No charges against NY police in choking death of black man

Protest erupts in New York after police officer avoids charges in Eric Garner chokehold case

Protest erupts in New York after police officer avoids charges in Eric Garner chokehold case

Richard Donoghue, the USA attorney in Brooklyn, said there was "insufficient evidence" that officer Daniel Pantaleo broke the law or contributed to the death of Eric Garner during an arrest on July 17, 2014.

U.S. attorney Richard P Donoghue said: "Mr Garner's death is a tragedy...but the evidence here does not support charging police officer Daniel Pantaleo or any other officer with a federal criminal civil rights violation".

Gwen Carr, the mother of Eric Garner, urged the New York City police commissioner to fire the officer involved in her son's death. I stood by for five years.

Echoing the feedback of Garner's family, Mr de Blasio said in a assertion that the justice department had failed the metropolis.

Carr said she and her family will continue to push to get Pantaleo and the other officers fired. "The ones who were on the scene that day who murdered my son".

"You can do something about it", said Takiema McKiver, 30, from St.

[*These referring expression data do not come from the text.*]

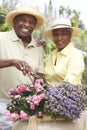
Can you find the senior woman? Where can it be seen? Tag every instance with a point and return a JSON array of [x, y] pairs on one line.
[[65, 63]]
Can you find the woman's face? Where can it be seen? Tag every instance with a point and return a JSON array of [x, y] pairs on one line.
[[61, 37]]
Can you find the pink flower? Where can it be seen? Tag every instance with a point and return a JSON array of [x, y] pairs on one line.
[[11, 91], [22, 88], [23, 115], [32, 106], [40, 113], [40, 81], [38, 87], [17, 96], [36, 99], [28, 99]]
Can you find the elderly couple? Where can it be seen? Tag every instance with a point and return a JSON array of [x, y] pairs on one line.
[[19, 52]]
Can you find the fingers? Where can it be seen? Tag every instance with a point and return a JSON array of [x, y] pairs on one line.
[[22, 66], [40, 43]]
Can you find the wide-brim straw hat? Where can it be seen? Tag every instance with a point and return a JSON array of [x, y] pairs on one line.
[[61, 23], [26, 9]]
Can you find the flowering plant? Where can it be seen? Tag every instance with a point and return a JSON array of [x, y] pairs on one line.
[[26, 100], [65, 101]]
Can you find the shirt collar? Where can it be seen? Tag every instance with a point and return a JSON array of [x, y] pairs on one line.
[[15, 38]]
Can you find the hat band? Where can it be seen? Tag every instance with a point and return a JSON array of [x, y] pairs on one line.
[[61, 25]]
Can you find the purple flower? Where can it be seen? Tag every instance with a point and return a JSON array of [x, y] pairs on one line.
[[65, 100]]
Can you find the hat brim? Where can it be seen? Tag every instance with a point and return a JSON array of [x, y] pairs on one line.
[[12, 14], [48, 32]]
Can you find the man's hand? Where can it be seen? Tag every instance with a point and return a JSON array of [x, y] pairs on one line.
[[40, 43], [22, 66]]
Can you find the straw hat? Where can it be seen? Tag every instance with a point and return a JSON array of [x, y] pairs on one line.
[[26, 9], [61, 23]]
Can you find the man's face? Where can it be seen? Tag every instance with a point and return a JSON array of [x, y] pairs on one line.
[[24, 25], [61, 37]]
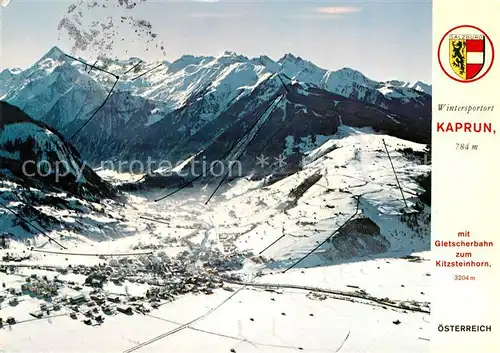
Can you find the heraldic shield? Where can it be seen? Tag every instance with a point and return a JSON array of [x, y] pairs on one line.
[[467, 54]]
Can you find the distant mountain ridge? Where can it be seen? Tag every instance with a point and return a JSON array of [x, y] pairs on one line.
[[173, 110]]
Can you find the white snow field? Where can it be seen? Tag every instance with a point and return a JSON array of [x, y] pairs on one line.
[[354, 294]]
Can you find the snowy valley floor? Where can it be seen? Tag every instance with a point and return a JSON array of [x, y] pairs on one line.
[[250, 319], [226, 270]]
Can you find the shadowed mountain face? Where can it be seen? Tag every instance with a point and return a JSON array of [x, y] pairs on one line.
[[34, 154], [203, 105]]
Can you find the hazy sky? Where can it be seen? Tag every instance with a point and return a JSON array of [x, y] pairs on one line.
[[383, 39]]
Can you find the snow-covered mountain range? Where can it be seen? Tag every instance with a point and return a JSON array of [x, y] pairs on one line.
[[25, 143], [170, 111]]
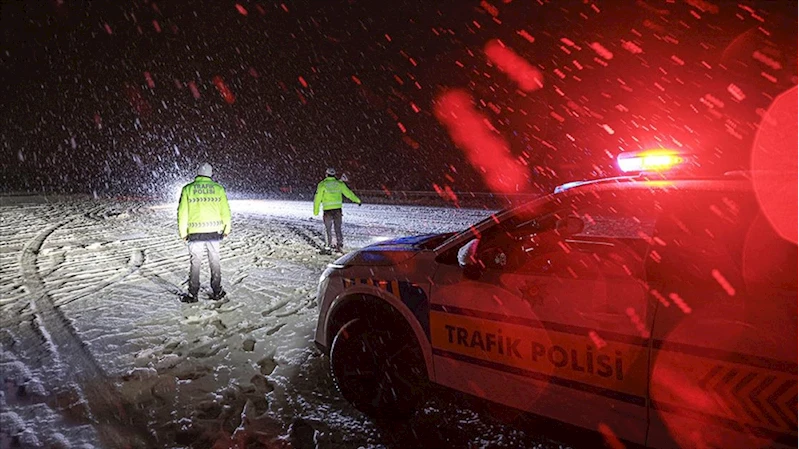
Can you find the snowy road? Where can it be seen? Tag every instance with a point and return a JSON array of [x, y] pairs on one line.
[[97, 351]]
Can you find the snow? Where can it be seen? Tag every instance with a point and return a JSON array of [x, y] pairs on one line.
[[97, 351]]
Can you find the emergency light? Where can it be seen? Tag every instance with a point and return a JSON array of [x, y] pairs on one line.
[[650, 161]]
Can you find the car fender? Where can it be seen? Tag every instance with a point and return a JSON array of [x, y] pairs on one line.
[[370, 290]]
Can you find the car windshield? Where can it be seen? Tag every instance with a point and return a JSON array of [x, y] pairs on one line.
[[496, 218]]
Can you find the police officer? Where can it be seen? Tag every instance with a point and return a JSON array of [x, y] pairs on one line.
[[328, 195], [203, 220]]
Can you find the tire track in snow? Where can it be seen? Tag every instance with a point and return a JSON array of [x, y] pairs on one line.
[[73, 358]]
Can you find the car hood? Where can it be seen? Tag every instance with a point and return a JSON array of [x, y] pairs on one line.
[[391, 252]]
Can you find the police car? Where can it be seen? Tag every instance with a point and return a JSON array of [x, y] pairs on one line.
[[658, 309]]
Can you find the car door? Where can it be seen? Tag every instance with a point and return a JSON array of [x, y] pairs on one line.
[[724, 364], [557, 322]]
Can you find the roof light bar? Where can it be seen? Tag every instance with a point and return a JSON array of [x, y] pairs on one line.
[[649, 161]]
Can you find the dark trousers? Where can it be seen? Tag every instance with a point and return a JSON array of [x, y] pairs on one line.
[[196, 250], [332, 218]]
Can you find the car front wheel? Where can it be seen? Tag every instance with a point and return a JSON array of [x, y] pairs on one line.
[[379, 370]]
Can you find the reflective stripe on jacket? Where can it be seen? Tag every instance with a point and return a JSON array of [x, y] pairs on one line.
[[328, 194], [203, 208]]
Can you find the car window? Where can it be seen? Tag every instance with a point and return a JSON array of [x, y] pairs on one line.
[[616, 228]]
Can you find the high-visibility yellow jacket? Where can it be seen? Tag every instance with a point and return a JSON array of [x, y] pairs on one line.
[[328, 194], [203, 211]]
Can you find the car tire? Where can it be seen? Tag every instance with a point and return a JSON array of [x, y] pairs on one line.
[[379, 369]]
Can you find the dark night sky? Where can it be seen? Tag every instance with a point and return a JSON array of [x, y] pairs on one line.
[[97, 96]]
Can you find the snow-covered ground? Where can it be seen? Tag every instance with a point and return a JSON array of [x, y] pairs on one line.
[[96, 351]]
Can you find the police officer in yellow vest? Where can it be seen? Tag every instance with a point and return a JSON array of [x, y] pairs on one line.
[[328, 195], [203, 220]]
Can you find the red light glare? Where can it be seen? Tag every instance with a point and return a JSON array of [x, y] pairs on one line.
[[487, 152], [517, 68]]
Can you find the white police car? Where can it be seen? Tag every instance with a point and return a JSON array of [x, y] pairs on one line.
[[658, 310]]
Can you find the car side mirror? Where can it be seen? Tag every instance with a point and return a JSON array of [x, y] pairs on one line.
[[467, 259]]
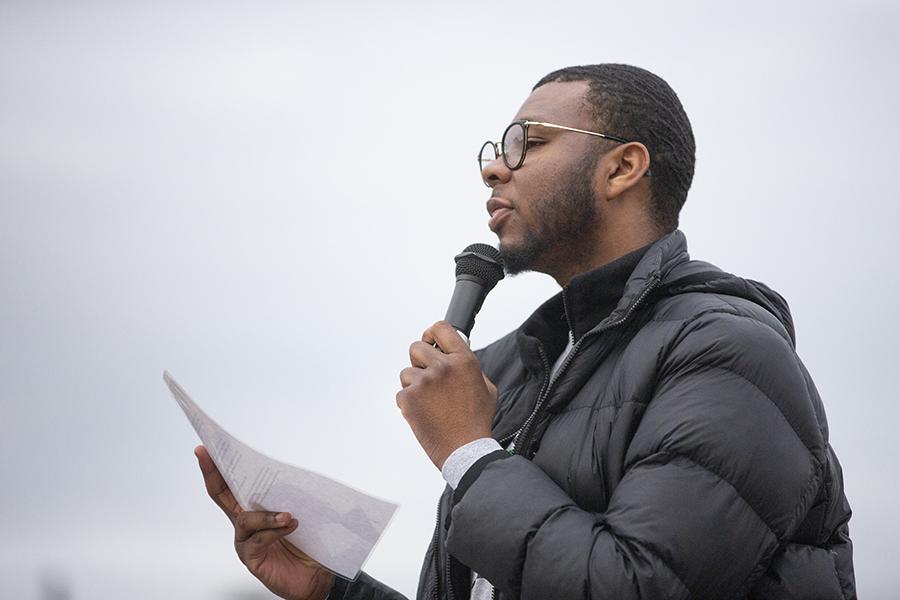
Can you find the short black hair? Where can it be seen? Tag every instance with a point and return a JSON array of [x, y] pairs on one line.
[[637, 105]]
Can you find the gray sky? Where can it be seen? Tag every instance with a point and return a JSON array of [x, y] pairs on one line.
[[265, 198]]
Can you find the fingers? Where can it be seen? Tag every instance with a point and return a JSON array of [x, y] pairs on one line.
[[446, 337], [422, 354], [259, 540], [408, 376], [253, 522], [215, 484]]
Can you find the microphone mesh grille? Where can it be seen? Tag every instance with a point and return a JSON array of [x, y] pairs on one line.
[[482, 261]]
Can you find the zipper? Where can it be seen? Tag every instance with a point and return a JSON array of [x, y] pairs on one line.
[[521, 435], [435, 549]]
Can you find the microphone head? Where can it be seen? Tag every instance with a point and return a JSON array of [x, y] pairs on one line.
[[481, 261]]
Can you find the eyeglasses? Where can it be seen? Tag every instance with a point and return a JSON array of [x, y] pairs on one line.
[[514, 144]]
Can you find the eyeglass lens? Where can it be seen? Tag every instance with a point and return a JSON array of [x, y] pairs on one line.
[[514, 145], [487, 155]]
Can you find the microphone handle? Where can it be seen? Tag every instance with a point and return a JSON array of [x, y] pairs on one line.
[[468, 296]]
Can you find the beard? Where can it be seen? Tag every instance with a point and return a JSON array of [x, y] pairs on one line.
[[566, 221]]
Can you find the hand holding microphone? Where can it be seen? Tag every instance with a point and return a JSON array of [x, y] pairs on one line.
[[446, 398]]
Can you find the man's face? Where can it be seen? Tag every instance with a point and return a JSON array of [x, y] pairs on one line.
[[545, 212]]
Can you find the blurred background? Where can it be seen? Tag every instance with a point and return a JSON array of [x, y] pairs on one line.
[[265, 198]]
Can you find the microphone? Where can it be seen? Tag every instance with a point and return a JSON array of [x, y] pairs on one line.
[[478, 269]]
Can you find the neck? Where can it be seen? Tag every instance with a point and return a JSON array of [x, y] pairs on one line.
[[611, 243]]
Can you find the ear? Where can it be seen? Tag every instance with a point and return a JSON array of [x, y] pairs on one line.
[[626, 166]]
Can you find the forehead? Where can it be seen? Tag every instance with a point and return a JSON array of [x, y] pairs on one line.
[[561, 103]]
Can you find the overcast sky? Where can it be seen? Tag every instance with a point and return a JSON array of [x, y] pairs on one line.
[[265, 198]]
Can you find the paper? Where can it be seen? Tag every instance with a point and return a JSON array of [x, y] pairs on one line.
[[339, 526]]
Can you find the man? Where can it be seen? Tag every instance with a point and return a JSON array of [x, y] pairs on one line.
[[652, 433]]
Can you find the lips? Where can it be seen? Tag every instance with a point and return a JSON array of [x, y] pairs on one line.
[[499, 209]]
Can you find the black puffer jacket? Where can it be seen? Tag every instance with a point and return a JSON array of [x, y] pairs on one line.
[[681, 452]]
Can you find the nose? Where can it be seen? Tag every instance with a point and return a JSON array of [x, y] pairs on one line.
[[495, 172]]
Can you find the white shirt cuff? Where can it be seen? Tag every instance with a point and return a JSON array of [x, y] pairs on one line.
[[464, 457]]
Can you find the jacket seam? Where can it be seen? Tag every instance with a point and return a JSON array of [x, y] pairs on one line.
[[719, 476], [652, 550]]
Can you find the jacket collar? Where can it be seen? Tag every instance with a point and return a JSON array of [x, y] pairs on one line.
[[545, 333]]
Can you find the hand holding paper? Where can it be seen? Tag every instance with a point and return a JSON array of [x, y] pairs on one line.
[[336, 525]]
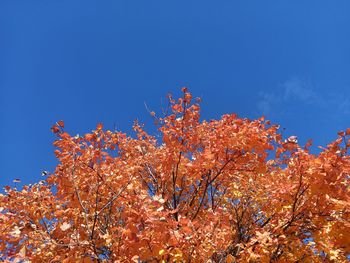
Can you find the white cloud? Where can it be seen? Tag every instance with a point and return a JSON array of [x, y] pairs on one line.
[[297, 92]]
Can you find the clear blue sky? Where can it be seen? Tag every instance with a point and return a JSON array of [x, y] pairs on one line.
[[98, 61]]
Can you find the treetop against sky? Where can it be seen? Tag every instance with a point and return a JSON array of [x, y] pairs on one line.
[[225, 190]]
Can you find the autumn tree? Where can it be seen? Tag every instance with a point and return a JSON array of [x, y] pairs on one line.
[[227, 190]]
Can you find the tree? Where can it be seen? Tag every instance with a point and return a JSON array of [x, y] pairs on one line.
[[227, 190]]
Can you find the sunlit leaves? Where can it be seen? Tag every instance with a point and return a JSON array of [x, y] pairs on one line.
[[226, 190]]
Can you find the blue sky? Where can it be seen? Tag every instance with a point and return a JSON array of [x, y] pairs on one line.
[[98, 61]]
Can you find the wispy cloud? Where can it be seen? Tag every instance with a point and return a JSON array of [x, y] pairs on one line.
[[297, 92]]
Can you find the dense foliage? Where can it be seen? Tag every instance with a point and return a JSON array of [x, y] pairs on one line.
[[227, 190]]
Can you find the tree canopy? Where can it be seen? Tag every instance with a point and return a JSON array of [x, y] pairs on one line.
[[226, 190]]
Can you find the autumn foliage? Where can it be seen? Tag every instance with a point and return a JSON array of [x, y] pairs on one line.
[[227, 190]]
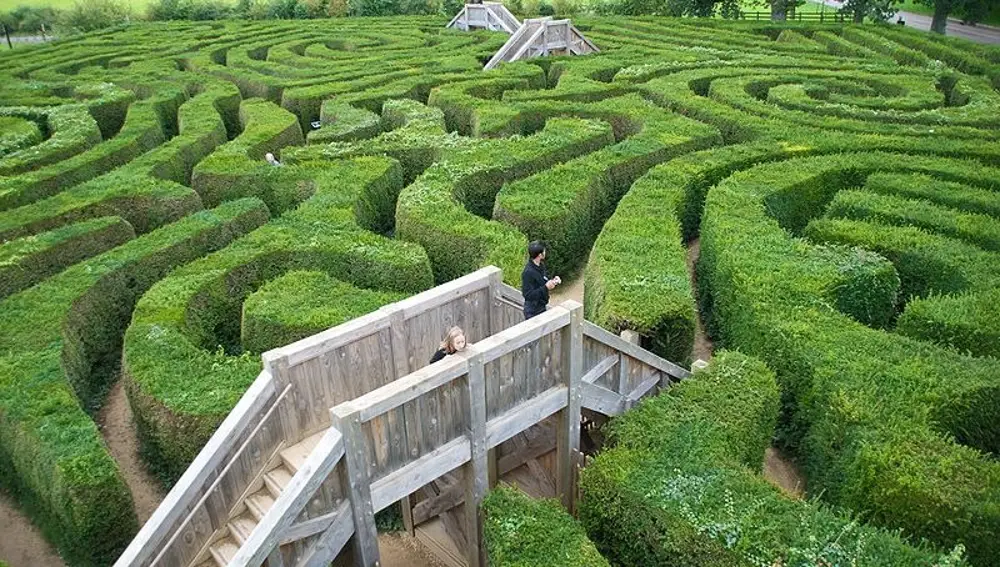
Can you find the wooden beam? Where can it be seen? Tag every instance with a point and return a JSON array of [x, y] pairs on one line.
[[476, 479], [329, 544], [446, 292], [610, 339], [163, 524], [568, 430], [407, 479], [600, 369], [523, 334], [357, 486], [526, 414], [454, 494], [293, 499], [602, 400], [412, 386]]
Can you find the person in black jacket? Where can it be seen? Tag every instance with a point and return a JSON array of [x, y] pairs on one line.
[[535, 283], [453, 342]]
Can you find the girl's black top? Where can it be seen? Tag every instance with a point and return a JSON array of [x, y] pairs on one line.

Albans, Queens, responding to de Blasio's comments. "You have the power". "We should never have put our faith in the federal government and we'll never make that mistake again". The crowd later marched to NYPD headquarters in Lower Manhattan, where they laid down cardboard coffins.

Garner died July 17, 2014 after Pantaleo placed him in a chokehold.

"It was all captured on video, in plain view, and yet somehow Pantaleo and all of the officers involved in Eric's murder have been able to walk away with a slap on the wrist - if that". Pantaleo denies he used a chokehold.

"I can't breathe" became a rallying cry for police reform activists, coming amid a stretch of other deaths of black men at the hands of white officers.

The medical examiner testified during a disciplinary hearing that Pantaleo's alleged chokehold caused an asthma attack and was "part of the lethal cascade of events".

In the years since Garner's death, the NYPD has made a series of sweeping changes on how it relates to the communities it serves, ditching a policy of putting rookie officers in higher-crime precincts in favor of a neighborhood policing model that revolves around community officers tasked with getting to know New Yorkers.

This was followed by the interminable process of a federal review of possible civil rights charges, a method that has been used on a few rare occasions to charge police-most recently in NY in the case of Francis Livoti, who used a chokehold to kill Anthony Baez on a Bronx street in the 1990s.

On Tuesday, the Justice Department announced that it did not reach a conclusive determination as to whether Pantaleo willfully committed misconduct, the necessary element to bring federal charges that Pantaleo violated Garner's civil rights through excessive use of force.

The NYPD has brought departmental charges against Pantaleo.

The refusal of the authorities to bring charges in the vast majority of police killings stems above all from the role of the police as the enforcers of the capitalist status quo. If found guilty of using the chokehold and restricting Garner's breathing, Pantaleo could face discipline ranging from loss of vacation days to the loss of his job. The Civil Complaint Review Board (CCRB) repeated its stance to for Pantaleo to be fired.